What an exhausting, demanding logical exercise the semicolon requires of the writer who dares to place that extra pixel in the center of the textual line; the single dot that in foregone days symbolized the introduction of a conclusion, the orator’s climax, the announcement of a logical proposition; the illogical full stop to the QWERTY home row.

No wonder so few of us dare to tread on its hallowed ground. For the consequences of its (mis)use are truly dire. Consider if you will the ruling of the Supreme Court of Tennessee in the case of The Tennessee Mining and Manufacturing Company vs. Cooper, Governor, et al, May, 1940.

Mine No. 7, Soddy TN. One of many mines forming the state's long economic tradition. Picture Courtesy of Mining Artifacts http://www.miningartifacts.org/Tennessee-Mines.html

Mine No. 7, Soddy TN. One of many mines forming the state’s long economic tradition. Picture Courtesy of Mining Artifacts http://www.miningartifacts.org/Tennessee-Mines.html

At that time, the Tennessee Mining and Manufacturing Company owned 54K acres of land, 20K of which the valuation of was in dispute. The Tennessee State Board of Equalization estimated the land was worth $160K, but the Tennessee Mining and Manufacturing Company alleged $107,600 was more accurate.
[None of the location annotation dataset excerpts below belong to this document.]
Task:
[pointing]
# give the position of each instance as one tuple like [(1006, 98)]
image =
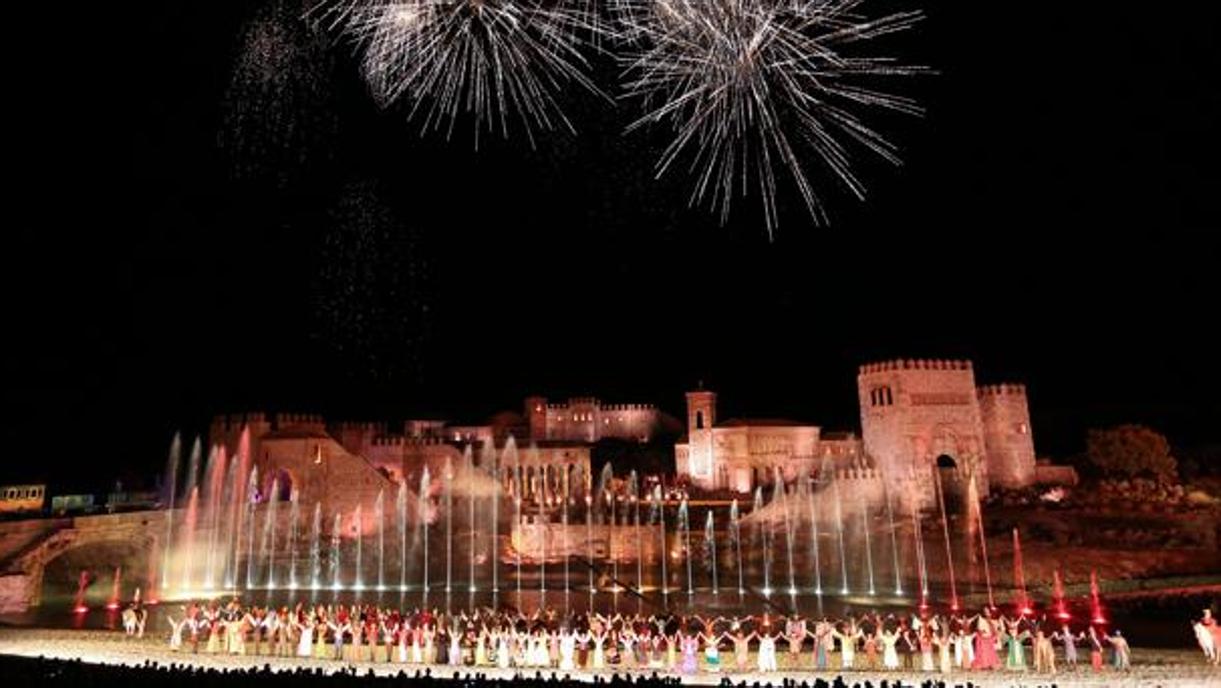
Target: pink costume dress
[(690, 647), (985, 647)]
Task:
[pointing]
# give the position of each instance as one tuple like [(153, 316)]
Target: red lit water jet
[(188, 529), (1095, 605), (112, 604), (1057, 594), (1020, 599), (82, 584)]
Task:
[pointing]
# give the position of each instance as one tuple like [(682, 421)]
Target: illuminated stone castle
[(916, 416)]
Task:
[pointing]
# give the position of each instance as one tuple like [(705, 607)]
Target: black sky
[(194, 236)]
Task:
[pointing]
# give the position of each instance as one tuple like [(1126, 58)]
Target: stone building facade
[(916, 417), (586, 419), (343, 464)]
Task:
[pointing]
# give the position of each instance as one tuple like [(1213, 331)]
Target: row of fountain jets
[(221, 544)]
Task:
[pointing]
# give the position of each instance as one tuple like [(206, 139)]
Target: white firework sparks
[(752, 84), (492, 60)]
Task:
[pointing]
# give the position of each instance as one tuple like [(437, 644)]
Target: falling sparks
[(280, 116), (492, 60), (752, 86)]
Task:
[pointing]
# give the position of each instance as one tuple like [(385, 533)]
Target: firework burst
[(493, 60), (753, 86)]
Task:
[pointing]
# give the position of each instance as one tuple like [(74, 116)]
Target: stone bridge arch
[(23, 570)]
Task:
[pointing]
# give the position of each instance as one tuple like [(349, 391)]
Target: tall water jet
[(543, 521), (237, 508), (983, 537), (1095, 604), (611, 541), (336, 541), (248, 510), (921, 563), (1057, 595), (423, 515), (1020, 598), (380, 515), (449, 522), (518, 526), (115, 592), (315, 550), (493, 549), (232, 510), (634, 497), (208, 511), (189, 528), (359, 523), (640, 559), (815, 502), (563, 517), (839, 519), (868, 548), (269, 534), (193, 467), (401, 511), (189, 537), (171, 483), (760, 539), (664, 550), (894, 543), (82, 587), (779, 490), (685, 523), (945, 528), (589, 538), (470, 512), (736, 524)]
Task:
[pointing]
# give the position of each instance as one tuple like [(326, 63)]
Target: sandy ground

So they sued, claiming that the valuation was subject to judicial review.

The Supreme Court of the State of Tennessee disagreed, based upon a semicolon.

Following is the statute in question, written in 1921, amended in 1923:

“Said state board shall have jurisdiction of, and it shall be its duty, to equalize during its session the assessments of all properties in the state, including any appeals which may be filed by merchants from the action of the superintendent of taxation. The action of the state board shall be final and conclusive as to all matters passed upon by said board, subject to judicial review; and such taxes shall be collected upon the valuation found and fixed by said board.”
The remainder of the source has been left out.